Comment by johnmaguire
5 days ago
That's what an identity provider (e.g. AD, OneLogin, Okta, Duo SSO, Google OAuth, etc.) is supposed to be, ostensibly.
5 days ago
That's what an identity provider (e.g. AD, OneLogin, Okta, Duo SSO, Google OAuth, etc.) is supposed to be, ostensibly.
Yes. If you've set up your Slack so each login checks against the identity provider to ensure an active user is logging in, that would resolve the issue, no?
Even if you take over company.com's domain you can't reconfigure company.com's Slack to point to a new identity provider?
I think you may be a bit confused about the players here. When you use Google OAuth to login, it _is_ your identity provider, and it is reporting to Slack that the user exists. Google is reporting the user exists because it exists in the Google Workspace directory. You use this as your source of truth for provisioning users, and they automatically get access to all of your company's apps.
The problem is that even though the user has the same email (joe@example.com), and the same Google Workspace domain ("hd": example.com), this is actually a _new_ Google Workspace account. But nothing Google provides to Slack allows them to detect this.

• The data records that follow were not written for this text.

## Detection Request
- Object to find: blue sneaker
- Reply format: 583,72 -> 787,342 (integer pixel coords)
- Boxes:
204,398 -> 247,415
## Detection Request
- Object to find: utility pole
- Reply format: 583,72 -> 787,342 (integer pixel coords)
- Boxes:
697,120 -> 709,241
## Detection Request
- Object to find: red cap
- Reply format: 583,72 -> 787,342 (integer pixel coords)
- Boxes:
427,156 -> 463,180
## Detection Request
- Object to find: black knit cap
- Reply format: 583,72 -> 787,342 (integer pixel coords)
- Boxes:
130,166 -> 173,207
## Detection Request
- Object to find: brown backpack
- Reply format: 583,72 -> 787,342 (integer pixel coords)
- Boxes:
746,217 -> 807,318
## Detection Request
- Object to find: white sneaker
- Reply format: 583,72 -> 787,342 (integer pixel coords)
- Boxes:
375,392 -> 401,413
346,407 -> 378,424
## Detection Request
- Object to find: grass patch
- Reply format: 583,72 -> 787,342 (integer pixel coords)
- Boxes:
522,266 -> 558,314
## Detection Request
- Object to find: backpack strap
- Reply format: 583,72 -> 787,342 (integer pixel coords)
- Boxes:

Slack, et al can fix this by _not_ using the public Google OAuth integration, and forcing every use to configure an individual internal Google OAuth integration. But they use the public one because Google has said it is a safe and secure way to operate their service.
What I'm suggesting is if you were able to pre-configure Slack to only allow logins for valid users from Google Workspace X, then even if someone creates a new workspace Y with the same domain, Slack would still be checking against workspace X. (And similar for non-Google based identity providers.)